彼は、LED ZEPPELINが大好きなところに、師匠が、ズートルビ原理主義者(エリック・クラプトンイーグルス大好き人間でもあったらしい)。

師匠は、徹底的にZEPPを排除し、また、ジミー・ペイジを一切認めず、終始

「ジミーは下手だからな」、と、ZEPPのギターを教えることを拒んだと言う。

しかし、彼は、(この人以上の講師は、そういない)、と言う思いから、我慢をして、ZEPPナンバーについては独学で完コピに励んでいた。

 

ここで1つ、私見を述べておきたい。

お金を払ってギターを教わりにくる人は、講師にとってお客さんである。

講師は、そうしたお客さんのニーズに応えるのが義務であり、また、偏狭な心で受講生に接してはならないのだ。

あくまでも主役は、受講生なのだ。

その講師はサラリーマン経験が全くない、とのこと。

だから、その講師は、私が上で述べたことを全く理解していない。

 

話を戻す。

それで彼は、私からBEATLESが如何にしょーもないか、何故ZEPPジミー・ペイジはすごいのか、と言う論を聞いていたので、その論を講師にぶつけたとのこと。

そうしたら、その講師は、論を返してくることなく、ただ感情的に怒っただけらしい。

 

この話を昨日、友人から聞いて、私は多くの日本人の限界を垣間見た気がした。

その講師、ズートルビ原理主義者でエリック・クラプトンイーグルスが好きな訳だが(こういう人、本当に多い)、多くの日本人は、『歌』ないしは『歌メロ』が好きなのだ。そして、印象的なギター・ソロ(フレーズ)があれば良い、と言う。

そして、そういう者どもは、そのギター・ソロ(フレーズ)は、メロディックである方が良いのだ。何故なら、『歌』の代わりになるからだ。

だから、そういう者どもにとっては、ZEPPのスタジオ盤の「天国」のギター・ソロですらさえ

「滅茶苦茶、弾いてんな」、となる。そうなったなら、もうライブにおける「幻惑」は論外になってしまう。

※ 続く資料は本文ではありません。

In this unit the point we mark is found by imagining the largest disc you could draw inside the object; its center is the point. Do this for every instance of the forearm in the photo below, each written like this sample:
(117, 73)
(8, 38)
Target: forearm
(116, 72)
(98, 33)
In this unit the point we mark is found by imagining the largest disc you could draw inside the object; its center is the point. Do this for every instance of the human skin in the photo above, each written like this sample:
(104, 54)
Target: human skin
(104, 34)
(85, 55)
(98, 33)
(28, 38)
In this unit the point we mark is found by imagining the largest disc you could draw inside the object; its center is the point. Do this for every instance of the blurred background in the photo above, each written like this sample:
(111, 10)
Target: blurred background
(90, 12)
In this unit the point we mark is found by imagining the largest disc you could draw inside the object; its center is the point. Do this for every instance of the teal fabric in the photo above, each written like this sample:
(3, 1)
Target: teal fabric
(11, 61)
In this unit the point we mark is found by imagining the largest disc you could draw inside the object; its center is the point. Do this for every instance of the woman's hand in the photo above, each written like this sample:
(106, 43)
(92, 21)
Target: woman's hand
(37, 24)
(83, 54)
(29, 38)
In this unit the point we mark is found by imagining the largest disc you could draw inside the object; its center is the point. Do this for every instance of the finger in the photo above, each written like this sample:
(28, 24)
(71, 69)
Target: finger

そう言う者どもは、ジョン・コルトレーンの『セルフレスネス・fea・マイ・フェイバリット・シングス』を聴いても理解不可能なのだろう。

 

そういう者どもは、音楽が好きなのではない。基本的には、『歌』が好きなのだ。

では、音楽が好き、と言うことは、どういうことか。

初めて聴いた曲でも、自然に歌だけではなく、楽器隊の音も同時に耳に入ってくることを指す。音楽とは、歌のみならず、各楽器隊が重なって成立しているからだ。

ただ、曲のミキシングにおいて、ボーカルがオンになっているものが多すぎる。

されど、例えそういう曲でも音楽が好きな人は、初めて聴いた曲でも自然に楽器隊の音を聴くのである。ボーカルと同時に。

そういう才がある人の7割強が、オーディオ愛好家となる。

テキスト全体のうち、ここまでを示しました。